Transfer the Rabbi’s words to our tradition only changing one word - “God’s Presence in revelation is not the question. The subjectivity of the words that result from this holy encounter is. What is the relationship between God’s Truth and the words of the tradition? And what command might be connected to this subjective human formula?” The Rabbi’s ultimate question stands: “If our entire tradition is human interpretation how is it Ultimately True?” As does the Rabbi’s answer: “It’s not.”
The Orthodox Traditions (Christian or Jewish) are part of an an-going dialogue, a searching in and reaching deep and pulling out of the faith. It’s a continual process of searching for God. Adult faith is open to that process. In today’s sermon at St Mary’s here in Asheville, Fr Brent made it clear that Catholic Christianity is not repeating the forms of an antique past, but rather a continual making-present of the Gospel. The Catholic Faith is not idolising ancient forms (pretending that what we did, in 1200 was what we always did and should always do). That’s a childish faith, a museum piece as quaint as Victorian decorations on a Christmas tree. It’s the beginning of the multiple personality disorder: finding God in the far distant past and forcing him to say the same things, over and over instead of letting him grow, learn and change.
With Rabbi Creditor, an adult faith affirms that “To say that God’s Will is contained in a text is to limit God’s Will.
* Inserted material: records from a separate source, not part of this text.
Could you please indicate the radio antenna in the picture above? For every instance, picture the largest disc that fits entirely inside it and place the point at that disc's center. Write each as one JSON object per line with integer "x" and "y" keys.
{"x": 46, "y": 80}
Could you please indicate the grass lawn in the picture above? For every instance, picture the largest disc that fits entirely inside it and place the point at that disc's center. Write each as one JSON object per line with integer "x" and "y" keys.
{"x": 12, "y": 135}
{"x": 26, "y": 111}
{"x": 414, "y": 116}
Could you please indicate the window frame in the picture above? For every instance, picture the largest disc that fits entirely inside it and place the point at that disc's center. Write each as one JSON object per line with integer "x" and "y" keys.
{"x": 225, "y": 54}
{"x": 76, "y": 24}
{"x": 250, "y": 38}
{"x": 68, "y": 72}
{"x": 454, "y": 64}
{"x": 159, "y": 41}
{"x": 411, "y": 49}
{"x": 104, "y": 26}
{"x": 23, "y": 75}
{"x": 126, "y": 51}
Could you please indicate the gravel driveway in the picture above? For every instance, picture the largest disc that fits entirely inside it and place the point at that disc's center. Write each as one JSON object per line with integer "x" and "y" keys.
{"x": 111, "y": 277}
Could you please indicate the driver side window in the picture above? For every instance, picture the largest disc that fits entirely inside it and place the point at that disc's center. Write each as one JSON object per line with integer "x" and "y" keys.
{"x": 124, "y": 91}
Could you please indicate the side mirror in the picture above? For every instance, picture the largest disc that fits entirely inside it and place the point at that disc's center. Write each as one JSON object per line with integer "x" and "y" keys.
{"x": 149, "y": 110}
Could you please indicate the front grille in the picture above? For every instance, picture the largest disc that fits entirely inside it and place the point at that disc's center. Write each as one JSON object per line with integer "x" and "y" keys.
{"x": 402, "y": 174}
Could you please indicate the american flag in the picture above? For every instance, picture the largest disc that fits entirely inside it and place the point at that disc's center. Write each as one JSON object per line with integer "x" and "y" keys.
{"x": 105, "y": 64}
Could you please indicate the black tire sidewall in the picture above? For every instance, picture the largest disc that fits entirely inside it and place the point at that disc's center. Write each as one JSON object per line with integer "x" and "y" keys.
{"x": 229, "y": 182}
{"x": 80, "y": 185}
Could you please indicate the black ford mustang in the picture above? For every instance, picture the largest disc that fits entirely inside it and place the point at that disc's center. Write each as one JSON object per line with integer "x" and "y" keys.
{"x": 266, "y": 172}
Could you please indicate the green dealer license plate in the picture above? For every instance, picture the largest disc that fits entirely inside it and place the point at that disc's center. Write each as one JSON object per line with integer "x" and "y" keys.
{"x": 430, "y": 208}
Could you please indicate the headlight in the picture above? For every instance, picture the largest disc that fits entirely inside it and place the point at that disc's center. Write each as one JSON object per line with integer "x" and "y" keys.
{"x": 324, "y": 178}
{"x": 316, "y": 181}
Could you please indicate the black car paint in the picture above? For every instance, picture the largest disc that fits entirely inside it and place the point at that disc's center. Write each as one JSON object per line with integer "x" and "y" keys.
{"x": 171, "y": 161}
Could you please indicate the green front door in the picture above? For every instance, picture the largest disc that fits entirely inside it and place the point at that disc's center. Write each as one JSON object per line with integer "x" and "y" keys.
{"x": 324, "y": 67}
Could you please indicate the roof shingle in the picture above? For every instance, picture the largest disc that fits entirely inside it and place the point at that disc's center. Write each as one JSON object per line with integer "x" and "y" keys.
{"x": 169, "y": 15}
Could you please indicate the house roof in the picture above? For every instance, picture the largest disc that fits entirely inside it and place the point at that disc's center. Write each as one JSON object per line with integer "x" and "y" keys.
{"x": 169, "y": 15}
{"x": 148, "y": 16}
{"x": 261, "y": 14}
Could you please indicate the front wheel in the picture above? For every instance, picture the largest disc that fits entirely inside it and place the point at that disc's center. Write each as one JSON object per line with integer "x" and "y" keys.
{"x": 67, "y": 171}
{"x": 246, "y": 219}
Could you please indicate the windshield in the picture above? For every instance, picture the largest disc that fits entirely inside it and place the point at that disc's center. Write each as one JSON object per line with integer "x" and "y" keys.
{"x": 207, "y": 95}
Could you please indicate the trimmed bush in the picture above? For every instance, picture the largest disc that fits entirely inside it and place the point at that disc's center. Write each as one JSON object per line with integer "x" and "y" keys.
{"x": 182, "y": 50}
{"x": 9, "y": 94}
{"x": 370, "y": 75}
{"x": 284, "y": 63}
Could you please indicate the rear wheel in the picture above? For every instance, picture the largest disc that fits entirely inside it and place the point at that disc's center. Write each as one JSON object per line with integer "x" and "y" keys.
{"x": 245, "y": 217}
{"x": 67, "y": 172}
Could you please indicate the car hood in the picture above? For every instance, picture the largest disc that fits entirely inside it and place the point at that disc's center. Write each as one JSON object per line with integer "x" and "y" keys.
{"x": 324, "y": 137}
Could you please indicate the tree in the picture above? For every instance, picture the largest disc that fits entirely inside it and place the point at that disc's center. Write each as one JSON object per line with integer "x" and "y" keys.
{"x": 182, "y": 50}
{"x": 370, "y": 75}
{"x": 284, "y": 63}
And to restrict God to words is to create an idol, perhaps no different than the Golden Calf.”
An adult faith must be participating in the conversation, participating in the search.

Thank you for sharing these.
>>So what is an Adult Faith?
>>
>>I started to realise last week
>>I didn’t have one.
I have come to the same realisation lately. My faith, where it exists, for it is but a small flame currently, is very immature; and my actions belie any ‘real’ faith. It’s a damn hard blow to deal with.